For all intents and purposes, Reiser, who died thirty-five years ago, is completely unknown in the US. Not one of his books has been translated into English. Which is a shame, because not only is he hilariously funny, but no one can do some of the things he did with a drawing pen better.
Resier published in that form of book the French call bande dessinée, which means “comic strip,” but which, as is so common with translation, misses something in English. These are books, not something that appears in a newspaper. They’re more like our graphic novels or the Japanese anime books. I first discovered Reiser in one of those sprawling lovely bookstores on the Boulevard Saint-Michel in Paris, probabaly Gibert Jeune. (I could write an entire post on that little part of Paris, discoveries made there.)
Reiser is not for everyone. I probably should throw out one of those NPR-like warnings about adult content, etc., but that gets so boring after a while.
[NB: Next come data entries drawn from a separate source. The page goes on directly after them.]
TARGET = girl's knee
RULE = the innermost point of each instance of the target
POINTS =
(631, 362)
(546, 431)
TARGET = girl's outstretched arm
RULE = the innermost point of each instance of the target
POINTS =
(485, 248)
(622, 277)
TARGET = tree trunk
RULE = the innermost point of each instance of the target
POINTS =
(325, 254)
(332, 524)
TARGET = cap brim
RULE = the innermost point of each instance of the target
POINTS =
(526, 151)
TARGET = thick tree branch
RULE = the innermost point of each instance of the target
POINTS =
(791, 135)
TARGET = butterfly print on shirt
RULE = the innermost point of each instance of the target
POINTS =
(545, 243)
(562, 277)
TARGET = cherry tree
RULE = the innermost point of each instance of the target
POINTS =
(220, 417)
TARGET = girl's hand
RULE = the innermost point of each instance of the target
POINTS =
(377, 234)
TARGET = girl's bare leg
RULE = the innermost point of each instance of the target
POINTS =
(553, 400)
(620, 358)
Resier writes — he does both words and drawings — about sex a lot, and sometimes goes, I find delightfully, into the outer limits (read bestiality and more) of that subject.
What can he do? Well, for one thing, I don’t think anyone draws guilt better than Reiser. When he does, it’s usually some forlorn man who’s done something wrong and is being chastised by a woman, usually his wife. To wit: see the story just below. Basically, a man’s wife finds a ticket to a porno movie in his coat. She’s angry — and you can see that quite clearly — because he made her buy all sorts of sex toys and lingerie, etc.
Let’s look at one of the frames in a close-up to see Reiser drawing guilt only as he can. “It wasn’t enough for you all those idiotic things you made me do in front of the mirrors?” she demands. Then she adds, “And that gave me cramps.” Look at that guy! How many men have felt that way at one time. I have!
What else could he do? Well, for example, he draws dogs with wit and understanding. Not with all the saccharine friendliness so many writers give them, but often as long-suffering and woebegone. In the case of cats, they can be scheming and vengeful. He draws children singularly, in his inimitable style, always doing more with less.
By the way, Reiser will often draw stories without words — that do not in fact need words — as in the story just above. Which means you can enjoy his mastery without knowing a word of French.
There are so many other things he could do wonderfully. And, in a way, he was just hitting his stride. Jean-Marc Reiser died of cancer in 1983. He was just forty-two. I don’t know if libraries in the US carry his books. Probably not. But in this case, I hope I’m wrong.